Vers la japonisation de la crise immobilière Chinoise?

Depuis la flambée spéculative des prix jusqu’en 2020, Pékin tente d’endiguer la crise de l’immobilier résidentiel. En raidissant les conditions d’accès au crédit des acheteurs, en plafonnant le taux d’emprunt des promoteurs immobiliers. Il n’empêche. Le plongeon des investissements de construction illustrent l’intensité, la profondeur et la persistance de la crise chinoise.

2023.06.23.L'immobilier résidentiel chinois continue de plonger
L’immobilier résidentiel chinois continue de plonger

Soucieuse d’éviter ce syndrome, Pékin a annoncé haut et fort son objectif stratégique de désendettement du pays. C’est très bien en théorie!

Mais à fin 2022, la dette cumulée des gouvernements locaux en Chine dépassait 5 000 milliards de dollars et leurs emprunts par le biais de véhicules hors bilan (LGFV) atteindraient plus du double de ce montant. Ces LGFV ont émis environ 40% du marché chinois des obligations d’entreprises non financières, d’après les données de S&P Global Ratings. Une grande partie des recettes des gouvernements locaux provient de la vente de terrains. Dans la réalité économique post-pandémie, les emprunts de 17 des 31 collectivités locales dépassent leurs revenus de 120%.

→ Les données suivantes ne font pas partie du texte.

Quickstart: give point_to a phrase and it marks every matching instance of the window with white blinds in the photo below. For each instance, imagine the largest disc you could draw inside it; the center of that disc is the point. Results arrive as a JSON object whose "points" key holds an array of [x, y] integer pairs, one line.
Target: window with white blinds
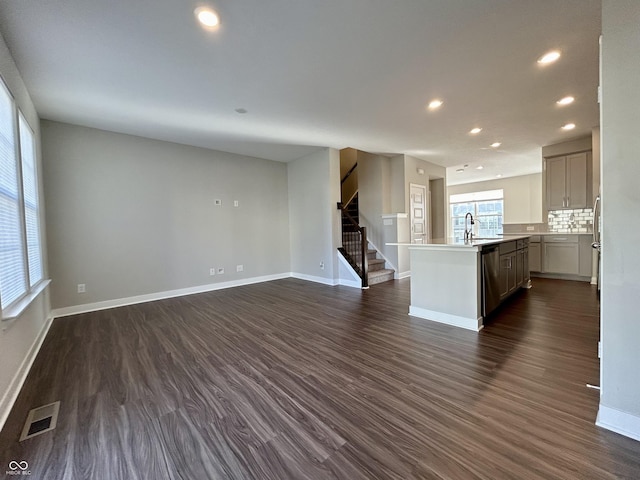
{"points": [[20, 249], [30, 197]]}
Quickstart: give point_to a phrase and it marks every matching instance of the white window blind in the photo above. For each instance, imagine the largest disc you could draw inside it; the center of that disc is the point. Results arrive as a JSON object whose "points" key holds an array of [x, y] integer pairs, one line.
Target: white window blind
{"points": [[13, 279], [31, 205]]}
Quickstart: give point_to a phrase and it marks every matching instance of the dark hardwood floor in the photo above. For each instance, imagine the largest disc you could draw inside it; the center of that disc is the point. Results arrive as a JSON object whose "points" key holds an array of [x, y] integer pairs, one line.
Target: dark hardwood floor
{"points": [[295, 380]]}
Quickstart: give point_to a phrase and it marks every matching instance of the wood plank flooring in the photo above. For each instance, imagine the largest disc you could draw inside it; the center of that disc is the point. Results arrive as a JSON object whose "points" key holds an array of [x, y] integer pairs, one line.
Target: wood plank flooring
{"points": [[295, 380]]}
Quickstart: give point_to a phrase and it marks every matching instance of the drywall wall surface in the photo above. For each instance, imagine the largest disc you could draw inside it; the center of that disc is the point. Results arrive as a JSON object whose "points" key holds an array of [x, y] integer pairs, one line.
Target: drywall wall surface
{"points": [[581, 144], [620, 202], [595, 157], [129, 216], [522, 196], [313, 197], [397, 185], [19, 337], [334, 214], [374, 195], [438, 209]]}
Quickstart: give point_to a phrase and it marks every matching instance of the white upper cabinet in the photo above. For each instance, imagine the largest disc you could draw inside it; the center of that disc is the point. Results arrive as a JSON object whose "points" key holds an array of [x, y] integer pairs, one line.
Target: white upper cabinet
{"points": [[568, 181]]}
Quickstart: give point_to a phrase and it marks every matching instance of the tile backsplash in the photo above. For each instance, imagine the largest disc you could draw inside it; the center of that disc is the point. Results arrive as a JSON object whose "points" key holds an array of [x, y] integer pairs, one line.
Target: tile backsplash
{"points": [[579, 220]]}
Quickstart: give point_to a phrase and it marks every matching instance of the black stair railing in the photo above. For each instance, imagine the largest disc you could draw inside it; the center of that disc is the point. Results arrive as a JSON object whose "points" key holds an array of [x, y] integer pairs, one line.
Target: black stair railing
{"points": [[354, 244]]}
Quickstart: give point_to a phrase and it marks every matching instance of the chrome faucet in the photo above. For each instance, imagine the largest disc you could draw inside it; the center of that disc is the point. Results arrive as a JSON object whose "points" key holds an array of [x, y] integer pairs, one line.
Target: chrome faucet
{"points": [[468, 233]]}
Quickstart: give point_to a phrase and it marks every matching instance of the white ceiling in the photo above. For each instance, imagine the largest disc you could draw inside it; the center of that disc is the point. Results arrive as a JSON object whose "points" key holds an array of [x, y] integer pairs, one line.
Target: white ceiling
{"points": [[337, 73]]}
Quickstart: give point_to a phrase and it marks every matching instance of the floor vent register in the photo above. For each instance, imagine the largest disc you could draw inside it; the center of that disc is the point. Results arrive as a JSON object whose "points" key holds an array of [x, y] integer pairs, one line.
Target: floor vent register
{"points": [[40, 420]]}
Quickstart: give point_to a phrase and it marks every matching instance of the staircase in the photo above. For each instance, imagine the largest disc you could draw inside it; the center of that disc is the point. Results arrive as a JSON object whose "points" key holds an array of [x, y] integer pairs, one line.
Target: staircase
{"points": [[376, 272], [353, 248]]}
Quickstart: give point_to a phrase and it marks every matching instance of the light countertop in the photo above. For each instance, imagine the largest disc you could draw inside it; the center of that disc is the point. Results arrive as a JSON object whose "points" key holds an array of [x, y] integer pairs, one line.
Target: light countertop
{"points": [[438, 243]]}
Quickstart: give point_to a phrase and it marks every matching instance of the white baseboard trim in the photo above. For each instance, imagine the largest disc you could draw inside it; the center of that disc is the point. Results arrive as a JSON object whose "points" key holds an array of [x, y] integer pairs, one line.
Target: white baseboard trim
{"points": [[121, 302], [350, 283], [619, 422], [313, 278], [474, 324], [11, 395]]}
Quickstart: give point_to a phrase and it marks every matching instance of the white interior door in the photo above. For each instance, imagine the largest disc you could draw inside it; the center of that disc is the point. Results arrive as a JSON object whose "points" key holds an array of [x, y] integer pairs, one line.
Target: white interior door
{"points": [[419, 221]]}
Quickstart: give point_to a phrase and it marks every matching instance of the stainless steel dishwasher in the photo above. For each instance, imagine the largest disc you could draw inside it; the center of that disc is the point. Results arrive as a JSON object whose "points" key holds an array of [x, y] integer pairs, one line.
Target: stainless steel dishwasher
{"points": [[490, 279]]}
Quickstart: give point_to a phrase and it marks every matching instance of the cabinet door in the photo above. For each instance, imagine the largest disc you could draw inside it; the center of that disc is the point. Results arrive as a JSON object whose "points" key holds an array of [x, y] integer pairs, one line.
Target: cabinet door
{"points": [[535, 265], [519, 267], [577, 181], [556, 183], [505, 266], [561, 258], [513, 280], [586, 256]]}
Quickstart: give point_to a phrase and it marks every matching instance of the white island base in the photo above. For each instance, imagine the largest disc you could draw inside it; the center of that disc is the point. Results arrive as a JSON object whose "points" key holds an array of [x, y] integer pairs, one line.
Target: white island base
{"points": [[446, 285], [447, 278]]}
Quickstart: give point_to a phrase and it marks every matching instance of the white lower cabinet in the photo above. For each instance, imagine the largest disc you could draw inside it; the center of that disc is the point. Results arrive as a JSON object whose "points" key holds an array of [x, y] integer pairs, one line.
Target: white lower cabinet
{"points": [[561, 255], [535, 264]]}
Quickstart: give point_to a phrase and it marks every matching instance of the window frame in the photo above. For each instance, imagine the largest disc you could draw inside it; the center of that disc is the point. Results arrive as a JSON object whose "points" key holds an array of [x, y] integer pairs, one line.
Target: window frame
{"points": [[475, 198], [29, 291]]}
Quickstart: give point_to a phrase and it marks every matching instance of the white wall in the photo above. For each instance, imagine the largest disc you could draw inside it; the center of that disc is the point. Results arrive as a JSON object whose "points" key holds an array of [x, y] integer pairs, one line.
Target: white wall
{"points": [[131, 216], [522, 196], [19, 338], [314, 192], [620, 395]]}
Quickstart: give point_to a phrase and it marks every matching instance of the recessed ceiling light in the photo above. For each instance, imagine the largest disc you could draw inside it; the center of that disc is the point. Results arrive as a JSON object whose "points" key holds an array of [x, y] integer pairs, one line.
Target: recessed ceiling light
{"points": [[549, 57], [565, 101], [207, 17]]}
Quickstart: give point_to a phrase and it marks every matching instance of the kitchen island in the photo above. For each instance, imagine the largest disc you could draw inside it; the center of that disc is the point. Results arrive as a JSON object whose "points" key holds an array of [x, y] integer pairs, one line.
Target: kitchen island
{"points": [[459, 283]]}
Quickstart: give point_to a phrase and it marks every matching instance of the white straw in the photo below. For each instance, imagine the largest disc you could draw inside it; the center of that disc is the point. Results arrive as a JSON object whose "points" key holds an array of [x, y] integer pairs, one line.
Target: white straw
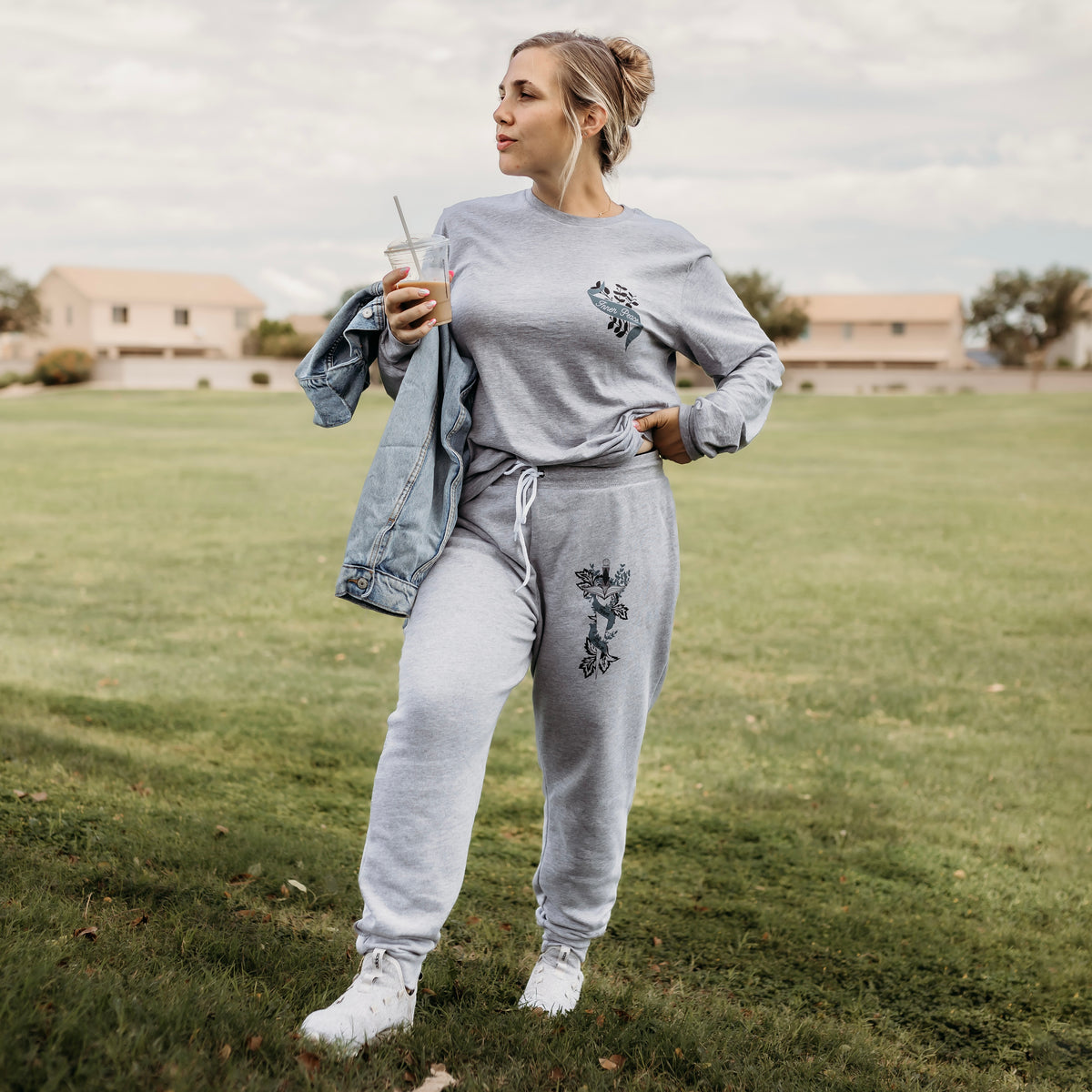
{"points": [[398, 205]]}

Pour cacher le gouffre, le gouvernement tolère le rachat d’actifs immobiliers par des SOEs à prix gonflés, ce qui dégorge artificiellement les bilans des acteurs les plus faibles du secteur.

Pire, aucun ¨nettoyage Schumpeterien¨ n’est d’actualité. Au contraire. En dépit des factures impayées, des maisons non construites et des créanciers tentant de récupérer les miettes des entreprises défaillantes, les magnats de l’immobilier possèdent et dirigent toujours leurs empires! Hui Ka Yan, le fondateur milliardaire de China Evergrande Group, conserverait près de 42% de ses parts dans le promoteur le plus endetté du monde, à l’issue de la dernière proposition de restructuration chaperonnée par l’état Chinois.

L’implosion des bulles avait engendré la « décennie perdue » du Japon, marquée par une récession douloureuse de 1991 à 2001, dont les conséquences se font encore sentir aujourd’hui. Comme le Japon en son temps, la Chine manque de détermination dans sa gestion de la crise immobilière. Même si elle prépare activement un cocktail de mesures macroprudentielles, facilitant l’accès à la propriété et soutenant les prix.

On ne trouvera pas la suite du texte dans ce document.